Analyzing Hacker News with Six Language Understanding Methods

Large language models give machines a vastly improved representation and understanding of language. These abilities give developers more options for content recommendation, analysis, and filtering.

In this notebook we take thousands of the most popular posts from Hacker News and demonstrate some of these functionalities:

  1. Given an existing post title, retrieve the most similar posts (nearest neighbor search using embeddings)
  2. Given a query that we write, retrieve the most similar posts
  3. Plot the archive of articles by similarity (where similar posts are close together and different ones are far)
  4. Cluster the posts to identify the major common themes
  5. Extract major keywords from each cluster so we can identify what the clsuter is about
  6. (Experimental) Name clusters with a generative language model

Setup

Let's start by installing the tools we'll need and then importing them.

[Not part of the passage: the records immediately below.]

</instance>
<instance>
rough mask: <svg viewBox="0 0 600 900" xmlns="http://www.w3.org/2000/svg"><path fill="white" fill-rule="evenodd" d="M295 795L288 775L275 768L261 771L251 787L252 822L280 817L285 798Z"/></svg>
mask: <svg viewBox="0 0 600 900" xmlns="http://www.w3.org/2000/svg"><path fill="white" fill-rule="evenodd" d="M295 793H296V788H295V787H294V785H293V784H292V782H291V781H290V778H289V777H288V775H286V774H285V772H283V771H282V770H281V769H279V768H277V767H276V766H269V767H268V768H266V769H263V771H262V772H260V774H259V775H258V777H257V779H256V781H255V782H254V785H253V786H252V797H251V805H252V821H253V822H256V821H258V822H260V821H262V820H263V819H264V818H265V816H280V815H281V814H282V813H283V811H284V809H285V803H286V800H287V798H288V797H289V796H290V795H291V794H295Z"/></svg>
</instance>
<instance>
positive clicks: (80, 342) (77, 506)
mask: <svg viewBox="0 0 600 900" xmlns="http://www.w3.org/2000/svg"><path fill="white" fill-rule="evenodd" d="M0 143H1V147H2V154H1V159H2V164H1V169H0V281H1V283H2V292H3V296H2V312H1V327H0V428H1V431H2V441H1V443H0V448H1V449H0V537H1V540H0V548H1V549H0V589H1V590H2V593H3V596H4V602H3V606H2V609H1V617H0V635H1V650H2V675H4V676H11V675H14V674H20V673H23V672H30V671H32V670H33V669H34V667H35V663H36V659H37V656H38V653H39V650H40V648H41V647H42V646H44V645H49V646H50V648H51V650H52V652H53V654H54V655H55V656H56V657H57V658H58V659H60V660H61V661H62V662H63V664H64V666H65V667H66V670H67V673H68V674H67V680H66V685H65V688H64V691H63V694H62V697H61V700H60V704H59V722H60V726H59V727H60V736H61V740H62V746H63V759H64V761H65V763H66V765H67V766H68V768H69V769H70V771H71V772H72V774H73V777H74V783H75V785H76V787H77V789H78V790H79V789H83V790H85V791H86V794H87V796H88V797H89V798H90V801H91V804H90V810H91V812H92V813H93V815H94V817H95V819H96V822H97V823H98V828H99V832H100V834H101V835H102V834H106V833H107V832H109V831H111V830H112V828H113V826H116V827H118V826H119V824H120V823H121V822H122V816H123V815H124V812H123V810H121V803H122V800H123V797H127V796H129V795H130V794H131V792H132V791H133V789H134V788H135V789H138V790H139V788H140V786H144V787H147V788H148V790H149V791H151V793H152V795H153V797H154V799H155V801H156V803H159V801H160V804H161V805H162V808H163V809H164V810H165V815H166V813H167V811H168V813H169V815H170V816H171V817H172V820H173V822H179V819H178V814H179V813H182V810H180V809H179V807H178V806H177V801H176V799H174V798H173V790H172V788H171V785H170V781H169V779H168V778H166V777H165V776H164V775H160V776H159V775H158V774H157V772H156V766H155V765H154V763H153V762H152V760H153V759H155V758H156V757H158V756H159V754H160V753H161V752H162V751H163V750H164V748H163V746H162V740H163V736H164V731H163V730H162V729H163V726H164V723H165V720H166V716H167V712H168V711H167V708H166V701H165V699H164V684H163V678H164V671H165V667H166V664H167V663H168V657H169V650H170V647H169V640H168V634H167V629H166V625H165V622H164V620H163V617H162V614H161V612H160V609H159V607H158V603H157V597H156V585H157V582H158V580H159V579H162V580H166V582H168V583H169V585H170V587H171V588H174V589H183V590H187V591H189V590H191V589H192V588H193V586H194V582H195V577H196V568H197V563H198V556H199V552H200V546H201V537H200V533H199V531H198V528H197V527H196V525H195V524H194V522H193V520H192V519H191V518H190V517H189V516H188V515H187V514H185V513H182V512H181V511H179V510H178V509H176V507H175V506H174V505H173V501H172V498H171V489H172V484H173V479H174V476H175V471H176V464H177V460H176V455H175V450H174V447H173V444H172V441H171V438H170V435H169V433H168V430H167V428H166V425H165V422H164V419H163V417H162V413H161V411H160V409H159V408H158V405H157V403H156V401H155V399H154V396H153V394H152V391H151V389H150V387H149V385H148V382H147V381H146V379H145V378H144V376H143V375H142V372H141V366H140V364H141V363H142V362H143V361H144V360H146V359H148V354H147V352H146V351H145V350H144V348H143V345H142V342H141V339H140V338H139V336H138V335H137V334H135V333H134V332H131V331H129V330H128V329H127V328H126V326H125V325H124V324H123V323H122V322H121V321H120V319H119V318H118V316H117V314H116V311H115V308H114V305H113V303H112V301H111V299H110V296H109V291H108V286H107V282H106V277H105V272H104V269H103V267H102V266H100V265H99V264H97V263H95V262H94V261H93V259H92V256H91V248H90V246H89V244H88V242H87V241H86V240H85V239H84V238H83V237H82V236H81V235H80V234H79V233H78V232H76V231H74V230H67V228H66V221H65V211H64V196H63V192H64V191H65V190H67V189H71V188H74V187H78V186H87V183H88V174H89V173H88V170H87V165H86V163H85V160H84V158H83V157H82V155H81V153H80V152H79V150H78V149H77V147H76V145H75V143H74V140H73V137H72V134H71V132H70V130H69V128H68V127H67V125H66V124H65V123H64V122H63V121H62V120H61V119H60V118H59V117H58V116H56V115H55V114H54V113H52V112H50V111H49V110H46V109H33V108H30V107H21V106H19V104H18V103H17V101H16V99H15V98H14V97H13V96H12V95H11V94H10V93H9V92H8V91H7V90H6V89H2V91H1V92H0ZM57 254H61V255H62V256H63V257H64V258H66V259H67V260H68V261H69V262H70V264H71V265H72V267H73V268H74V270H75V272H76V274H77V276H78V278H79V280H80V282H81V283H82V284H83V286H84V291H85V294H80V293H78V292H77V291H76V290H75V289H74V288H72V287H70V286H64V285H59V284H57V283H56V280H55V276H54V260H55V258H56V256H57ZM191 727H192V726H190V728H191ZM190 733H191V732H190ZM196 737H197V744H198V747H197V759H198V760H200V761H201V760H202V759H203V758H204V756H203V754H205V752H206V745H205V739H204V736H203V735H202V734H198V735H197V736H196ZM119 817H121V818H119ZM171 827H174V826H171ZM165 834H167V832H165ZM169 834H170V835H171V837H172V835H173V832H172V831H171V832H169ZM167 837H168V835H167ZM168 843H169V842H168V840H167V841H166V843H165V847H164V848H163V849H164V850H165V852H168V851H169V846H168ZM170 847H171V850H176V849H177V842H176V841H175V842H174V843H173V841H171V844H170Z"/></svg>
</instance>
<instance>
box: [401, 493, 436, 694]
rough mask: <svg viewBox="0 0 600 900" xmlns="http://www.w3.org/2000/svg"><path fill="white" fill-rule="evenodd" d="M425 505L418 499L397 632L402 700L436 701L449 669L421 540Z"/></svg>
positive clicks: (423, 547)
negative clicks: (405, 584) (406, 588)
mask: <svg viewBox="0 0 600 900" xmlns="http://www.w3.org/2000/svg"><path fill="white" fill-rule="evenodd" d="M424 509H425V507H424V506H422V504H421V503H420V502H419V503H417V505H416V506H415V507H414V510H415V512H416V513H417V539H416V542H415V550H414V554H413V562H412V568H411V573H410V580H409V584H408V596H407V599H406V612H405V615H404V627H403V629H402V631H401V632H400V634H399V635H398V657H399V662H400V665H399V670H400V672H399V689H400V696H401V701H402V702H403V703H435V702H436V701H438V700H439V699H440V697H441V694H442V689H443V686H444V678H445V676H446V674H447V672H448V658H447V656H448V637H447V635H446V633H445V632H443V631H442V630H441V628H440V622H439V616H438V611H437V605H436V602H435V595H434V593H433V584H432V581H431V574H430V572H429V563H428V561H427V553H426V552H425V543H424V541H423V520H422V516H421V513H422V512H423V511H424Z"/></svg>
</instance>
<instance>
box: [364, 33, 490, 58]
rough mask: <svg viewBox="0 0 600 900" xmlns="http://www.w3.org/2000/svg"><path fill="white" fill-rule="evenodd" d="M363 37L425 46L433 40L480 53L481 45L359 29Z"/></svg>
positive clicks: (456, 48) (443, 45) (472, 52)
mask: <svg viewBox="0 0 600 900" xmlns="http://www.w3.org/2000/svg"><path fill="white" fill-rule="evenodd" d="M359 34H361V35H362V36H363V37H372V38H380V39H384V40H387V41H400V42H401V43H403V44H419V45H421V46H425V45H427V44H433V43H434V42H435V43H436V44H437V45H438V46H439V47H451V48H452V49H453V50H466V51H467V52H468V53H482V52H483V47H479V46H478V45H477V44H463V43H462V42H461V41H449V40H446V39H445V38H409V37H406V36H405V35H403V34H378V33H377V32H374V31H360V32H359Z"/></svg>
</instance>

!pip install cohere umap-learn altair annoy bertopic
Requirement already satisfied: cohere in /Users/alexiscook/anaconda3/lib/python3.11/site-packages (5.1.5)
Requirement already satisfied: umap-learn in /Users/alexiscook/anaconda3/lib/python3.11/site-packages (0.5.5)
Requirement already satisfied: altair in /Users/alexiscook/anaconda3/lib/python3.11/site-packages (5.2.0)
Requirement already satisfied: annoy in /Users/alexiscook/anaconda3/lib/python3.11/site-packages (1.17.3)
Requirement already satisfied: bertopic in /Users/alexiscook/anaconda3/lib/python3.11/site-packages (0.16.0)
Requirement already satisfied: httpx>=0.21.2 in /Users/alexiscook/anaconda3/lib/python3.11/site-packages (from cohere) (0.27.0)
Requirement already satisfied: pydantic>=1.9.2 in /Users/alexiscook/anaconda3/lib/python3.11/site-packages (from cohere) (2.6.0)
Requirement already satisfied: typing_extensions>=4.0.0 in /Users/alexiscook/anaconda3/lib/python3.11/site-packages (from cohere) (4.10.0)
Requirement already satisfied: numpy>=1.17 in /Users/alexiscook/anaconda3/lib/python3.11/site-packages (from umap-learn) (1.24.3)
Requirement already satisfied: scipy>=1.3.1 in /Users/alexiscook/anaconda3/lib/python3.11/site-packages (from umap-learn) (1.11.1)
Requirement already satisfied: scikit-learn>=0.22 in /Users/alexiscook/anaconda3/lib/python3.11/site-packages (from umap-learn) (1.3.0)
Requirement already satisfied: numba>=0.51.2 in /Users/alexiscook/anaconda3/lib/python3.11/site-packages (from umap-learn) (0.57.0)
Requirement already satisfied: pynndescent>=0.5 in /Users/alexiscook/anaconda3/lib/python3.11/site-packages (from umap-learn) (0.5.12)
Requirement already satisfied: tqdm in /Users/alexiscook/anaconda3/lib/python3.11/site-packages (from umap-learn) (4.65.0)
Requirement already satisfied: jinja2 in /Users/alexiscook/anaconda3/lib/python3.11/site-packages (from altair) (3.1.2)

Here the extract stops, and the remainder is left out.